À cet endroit de la rivière, une fine couche de neige la recouvrait et la rendait invisible

Par Selma

20 février 2050

 

_ Le vent est impressionnant aujourd’hui, remarqua Irène alors qu’elle faisait le tour du chalet, accompagnée de Thomas.

Ils marchaient serrés l’un contre l’autre ; Thomas avait passé son bras autour de la taille d’Irène. Ils progressaient avec lenteur contre le vent.

_ Bientôt c’est le printemps et on se croirait encore en plein hivers, rit le jeune homme.

Ils atteignirent la porte de l’étable qui était bâtit contre la maison. Elle était composée de deux battants, tous deux hermétiquement fermés. Irène sortit la clé de sa poche pour ouvrir. L’étable n’était pas chauffée, mais l’absence de vent en donnait la nette impression. À gauche de la porte était un boxe, où apparu la tête d’un Pottok. On apercevait au fond de l’étable les contours d’une grande luge. La voiture étant exclue le mercredi et le dimanche et difficilement maniable en montagne, la glisse permettait de se déplacer à tout moment.

_ Bonjour Petit Robert ! Fit Thomas en ébouriffant le toupet du cheval.

Irène prit la fourche qui reposait contre le mur pour la planter dans une réserve de foin.

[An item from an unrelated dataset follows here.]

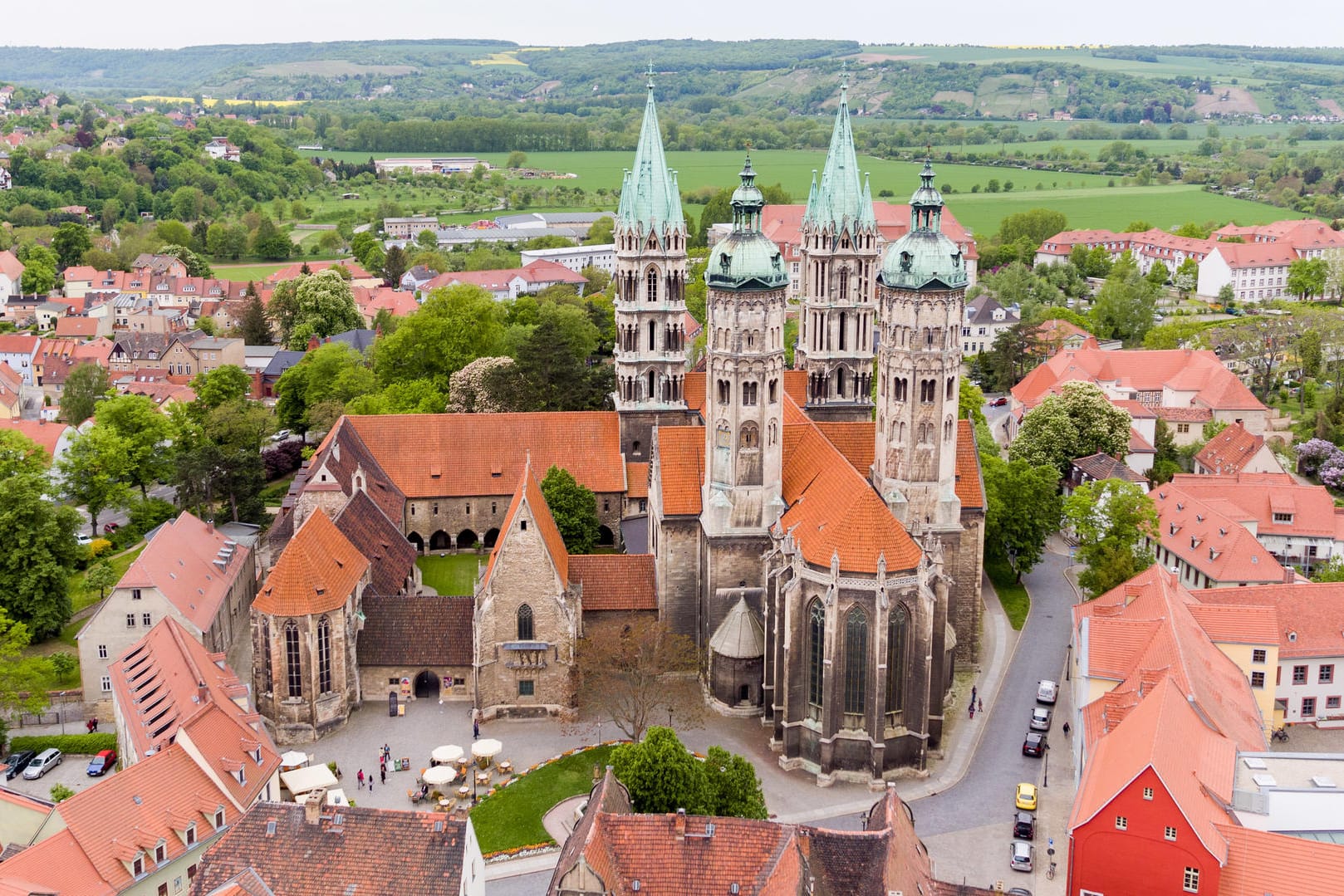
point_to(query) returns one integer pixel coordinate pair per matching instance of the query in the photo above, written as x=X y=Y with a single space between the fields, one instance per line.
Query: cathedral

_ Ouvre s’il te plaît, dit-elle.

Thomas défit le verrou du box et enfila un licol à Petit Robert pour permettre à Irène de remplir le râtelier de foin. Lorsque le garde mangé fut prêt, il défit la longe et le cheval se précipita vers sa nourriture.

_ Quel goinfre, chuchota Irène avec un sourire en reposant la fourche.

Petit Robert demeurait le seul voisinage du chalet depuis de nombreuses années. Mr Tellier l’avait acheté alors qu’il n’avait que quatre ans et depuis, son caractère gourmand et feignant ne l’avait pas quitté. À cette époque, Irène et Sissi le montaient régulièrement, bien qu’elles n’avaient jamais pris de cours d’équitation. C’est leur père qui leur avait appris. Le cheval était certes feignant, mais docile, et avait été un bon guide pour les jeunes filles. Il leur avait enseigné la patience, mais aussi l’autorité.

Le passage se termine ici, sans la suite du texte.